Developmental genetic study of Drosophila homologue of Human enhancer of decapping large subunit, dHedls

• Main Authors: Yi-Chun Liu, 劉怡君
• Other Authors: Tze-Bin Chou
• Format: Others
• Language: en_US
• Published: 2008
• Online Access: http://ndltd.ncl.edu.tw/handle/93380950798728349703

碩士 === 國立臺灣大學 === 分子與細胞生物學研究所 === 96 === Processing bodies (P-bodies) are specific cytoplasmic foci containing proteins involved in the 5’ to 3’ mRNA decay pathway. Some proteins involved in translational repression, mRNA quality control pathway and RNA-mediated gene silencing together with their mRNA targets are also localized to P-bodies. The components of P-bodies are highly conserved among yeast, human and Drosophila. In human cells, Hedls (Human enhancer of decapping large subunit) is a scaffold protein which interacts with human decapping protein 1 (hDcp1a) and human decapping protein 2 (hDcp2). Hedls promotes dDcp1a to enhance hDcp2 decapping activity. The aim of this thesis is to analyze the developmental function of Drosophila Hedls, dHedls, in oogenesis. A dHedls strong mutant allele, dHedlsH159, was recovered from P-element excision screen. dHedlsH159 is a homozygous lethal line. 12% of dHedlsH159 GLC embryos displayed mild posterior group embryonic defects. Osk protein was mislocalized in a scattered manner at the posterior of 15% dHedlsH159 GLC oocytes. In S2 cells, dHedls was colocalized with P-bodies markers such as dDcp1 and dDcp2. During oogenesis, dHedls was colocalized with dDcp1 and dDcp2 in nurse cells and follicle cells.

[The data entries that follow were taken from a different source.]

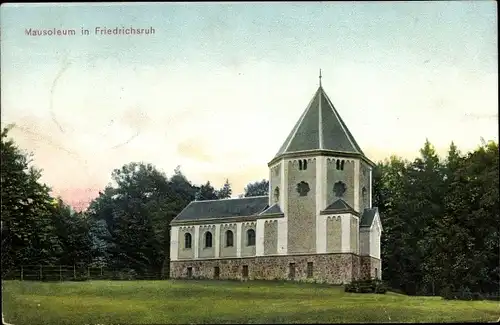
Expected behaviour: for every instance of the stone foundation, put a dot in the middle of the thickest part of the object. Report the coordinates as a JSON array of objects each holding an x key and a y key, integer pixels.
[{"x": 330, "y": 268}]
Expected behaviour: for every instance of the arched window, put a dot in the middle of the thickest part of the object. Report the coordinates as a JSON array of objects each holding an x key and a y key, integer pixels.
[
  {"x": 229, "y": 238},
  {"x": 250, "y": 237},
  {"x": 208, "y": 239},
  {"x": 187, "y": 240},
  {"x": 303, "y": 188}
]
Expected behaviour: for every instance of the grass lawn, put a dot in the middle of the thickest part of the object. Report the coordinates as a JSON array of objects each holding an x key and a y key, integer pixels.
[{"x": 163, "y": 302}]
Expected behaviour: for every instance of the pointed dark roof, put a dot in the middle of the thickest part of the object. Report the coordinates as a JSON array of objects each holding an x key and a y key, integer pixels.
[
  {"x": 367, "y": 217},
  {"x": 273, "y": 209},
  {"x": 320, "y": 128},
  {"x": 339, "y": 206}
]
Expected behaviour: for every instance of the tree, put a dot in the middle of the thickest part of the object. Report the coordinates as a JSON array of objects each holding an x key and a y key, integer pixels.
[
  {"x": 131, "y": 219},
  {"x": 73, "y": 230},
  {"x": 259, "y": 188},
  {"x": 206, "y": 192},
  {"x": 225, "y": 192},
  {"x": 26, "y": 210}
]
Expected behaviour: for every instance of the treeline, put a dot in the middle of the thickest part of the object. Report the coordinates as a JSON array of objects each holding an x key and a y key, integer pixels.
[
  {"x": 440, "y": 217},
  {"x": 441, "y": 221},
  {"x": 126, "y": 227}
]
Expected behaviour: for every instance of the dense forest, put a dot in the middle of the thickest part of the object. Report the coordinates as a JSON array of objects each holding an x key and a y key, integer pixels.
[{"x": 440, "y": 217}]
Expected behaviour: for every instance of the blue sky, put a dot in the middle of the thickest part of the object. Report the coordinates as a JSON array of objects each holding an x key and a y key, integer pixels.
[{"x": 218, "y": 87}]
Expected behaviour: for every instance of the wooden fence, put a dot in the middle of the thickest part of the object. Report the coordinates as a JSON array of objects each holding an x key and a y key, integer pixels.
[{"x": 76, "y": 273}]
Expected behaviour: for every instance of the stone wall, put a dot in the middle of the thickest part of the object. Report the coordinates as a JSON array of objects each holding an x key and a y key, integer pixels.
[
  {"x": 334, "y": 234},
  {"x": 270, "y": 237},
  {"x": 345, "y": 176},
  {"x": 370, "y": 267},
  {"x": 301, "y": 212},
  {"x": 330, "y": 268}
]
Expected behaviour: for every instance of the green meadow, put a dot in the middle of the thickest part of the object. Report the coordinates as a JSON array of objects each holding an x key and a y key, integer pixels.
[{"x": 202, "y": 302}]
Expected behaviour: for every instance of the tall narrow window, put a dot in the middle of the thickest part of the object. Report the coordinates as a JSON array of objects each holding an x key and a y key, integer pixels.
[
  {"x": 244, "y": 271},
  {"x": 250, "y": 237},
  {"x": 309, "y": 269},
  {"x": 229, "y": 238},
  {"x": 291, "y": 271},
  {"x": 187, "y": 240},
  {"x": 208, "y": 239}
]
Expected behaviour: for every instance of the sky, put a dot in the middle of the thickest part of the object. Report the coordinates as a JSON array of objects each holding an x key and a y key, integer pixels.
[{"x": 218, "y": 86}]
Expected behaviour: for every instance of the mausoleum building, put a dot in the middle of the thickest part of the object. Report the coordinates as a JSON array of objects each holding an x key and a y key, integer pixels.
[{"x": 316, "y": 224}]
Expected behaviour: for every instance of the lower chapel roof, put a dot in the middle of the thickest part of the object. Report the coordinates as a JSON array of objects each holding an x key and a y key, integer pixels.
[{"x": 254, "y": 207}]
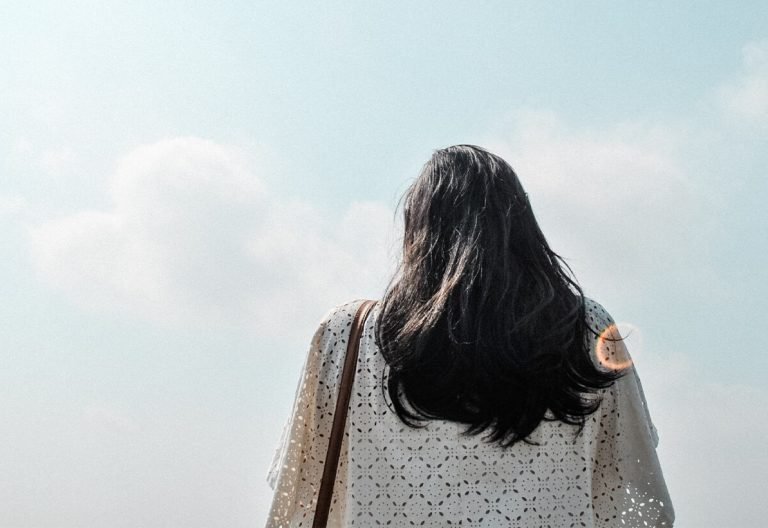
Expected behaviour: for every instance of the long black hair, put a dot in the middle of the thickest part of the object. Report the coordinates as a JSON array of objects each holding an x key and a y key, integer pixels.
[{"x": 483, "y": 324}]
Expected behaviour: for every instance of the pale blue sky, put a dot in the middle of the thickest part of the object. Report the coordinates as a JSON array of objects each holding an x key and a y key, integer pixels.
[{"x": 186, "y": 189}]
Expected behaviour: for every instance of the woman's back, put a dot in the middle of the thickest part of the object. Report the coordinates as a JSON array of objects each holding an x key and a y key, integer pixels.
[
  {"x": 489, "y": 391},
  {"x": 394, "y": 475}
]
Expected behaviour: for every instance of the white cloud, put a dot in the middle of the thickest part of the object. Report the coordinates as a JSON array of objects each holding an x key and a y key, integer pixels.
[
  {"x": 710, "y": 443},
  {"x": 746, "y": 98},
  {"x": 195, "y": 236}
]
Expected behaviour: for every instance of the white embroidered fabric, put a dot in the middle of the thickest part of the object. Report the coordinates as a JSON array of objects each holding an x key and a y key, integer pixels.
[{"x": 392, "y": 475}]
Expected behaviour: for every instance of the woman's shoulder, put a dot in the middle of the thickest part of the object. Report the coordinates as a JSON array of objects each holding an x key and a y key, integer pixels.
[
  {"x": 597, "y": 317},
  {"x": 336, "y": 321}
]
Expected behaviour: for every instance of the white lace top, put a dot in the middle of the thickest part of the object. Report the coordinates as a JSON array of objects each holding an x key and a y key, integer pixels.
[{"x": 393, "y": 475}]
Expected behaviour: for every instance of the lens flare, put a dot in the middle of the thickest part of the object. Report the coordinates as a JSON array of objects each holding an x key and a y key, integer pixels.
[{"x": 611, "y": 351}]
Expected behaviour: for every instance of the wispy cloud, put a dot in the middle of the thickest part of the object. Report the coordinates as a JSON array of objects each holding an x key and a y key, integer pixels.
[
  {"x": 194, "y": 235},
  {"x": 614, "y": 200},
  {"x": 746, "y": 98}
]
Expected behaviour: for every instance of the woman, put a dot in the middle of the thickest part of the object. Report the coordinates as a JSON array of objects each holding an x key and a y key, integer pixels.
[{"x": 489, "y": 391}]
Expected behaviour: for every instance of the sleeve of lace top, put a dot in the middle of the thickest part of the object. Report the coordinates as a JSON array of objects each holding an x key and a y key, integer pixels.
[
  {"x": 628, "y": 487},
  {"x": 297, "y": 466}
]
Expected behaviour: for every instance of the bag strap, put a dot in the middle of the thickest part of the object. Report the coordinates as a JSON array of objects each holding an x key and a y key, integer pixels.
[{"x": 340, "y": 416}]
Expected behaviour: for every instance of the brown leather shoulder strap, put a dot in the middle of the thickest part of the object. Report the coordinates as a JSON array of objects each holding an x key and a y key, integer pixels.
[{"x": 340, "y": 416}]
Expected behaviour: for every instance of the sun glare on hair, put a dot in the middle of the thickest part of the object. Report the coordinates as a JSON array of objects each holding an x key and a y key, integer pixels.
[{"x": 612, "y": 350}]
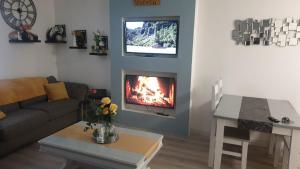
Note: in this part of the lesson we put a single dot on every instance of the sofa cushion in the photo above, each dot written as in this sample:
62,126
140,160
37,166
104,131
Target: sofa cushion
56,91
20,122
16,90
51,79
32,101
10,107
57,109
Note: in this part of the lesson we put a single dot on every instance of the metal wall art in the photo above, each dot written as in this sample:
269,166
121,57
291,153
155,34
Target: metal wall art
280,32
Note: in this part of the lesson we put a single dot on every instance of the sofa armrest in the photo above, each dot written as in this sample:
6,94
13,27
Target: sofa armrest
77,91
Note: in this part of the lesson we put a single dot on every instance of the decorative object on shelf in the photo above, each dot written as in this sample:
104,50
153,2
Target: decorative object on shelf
281,32
79,39
21,16
57,34
100,120
101,44
146,2
23,35
17,13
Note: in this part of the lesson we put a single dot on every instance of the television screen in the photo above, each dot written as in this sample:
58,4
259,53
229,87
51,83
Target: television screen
151,36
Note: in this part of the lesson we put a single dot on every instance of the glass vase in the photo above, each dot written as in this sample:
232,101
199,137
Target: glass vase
105,133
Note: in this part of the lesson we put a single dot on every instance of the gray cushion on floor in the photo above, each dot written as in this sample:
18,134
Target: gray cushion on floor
20,122
57,109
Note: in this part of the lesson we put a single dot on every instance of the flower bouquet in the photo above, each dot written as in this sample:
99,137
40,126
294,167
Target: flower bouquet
100,120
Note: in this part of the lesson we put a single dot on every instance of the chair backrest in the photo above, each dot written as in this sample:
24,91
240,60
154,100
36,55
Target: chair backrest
217,93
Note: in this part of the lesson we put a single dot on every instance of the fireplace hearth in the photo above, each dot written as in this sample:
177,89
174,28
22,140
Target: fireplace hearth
150,91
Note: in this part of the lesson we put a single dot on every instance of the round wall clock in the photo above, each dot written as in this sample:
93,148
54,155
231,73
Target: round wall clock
17,13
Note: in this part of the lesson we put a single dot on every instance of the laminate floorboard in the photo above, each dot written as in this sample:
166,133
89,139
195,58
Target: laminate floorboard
190,153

The above experiments indicated that dHedls is a component of Drosophila P-bodies. Morever, the numbers of dDcp1 and dDcp2-staining bodies were decreased in dHedls mutant background. Overexpression of dHedls increased the numbers of dDcp1 and dDcp2-staining bodies in nurse cell. Therefore, dHedls plays an important role in targeting dDcp1 and dDcp2 to cytoplasmic P-bodies of nurse cells during oogenesis. Egg chambers of dHedlsH159 GLC (germline clone) displayed pleiotropic phenotypes. First, abnormal ovary morphology was visible. Second, the entire of nurse cell nuclei protruded into oocyte. Third, the multinucleated nurse cells were observed. Cortical actin cytoarchitecture of oocyte was disrupted in follicle cells of dHedlsH159 mutant clones. Some mutant follicle cells proliferated abnormally. We proposed that dHedls maintains actin cytoskeleton and is required for normal cell cytokinesis.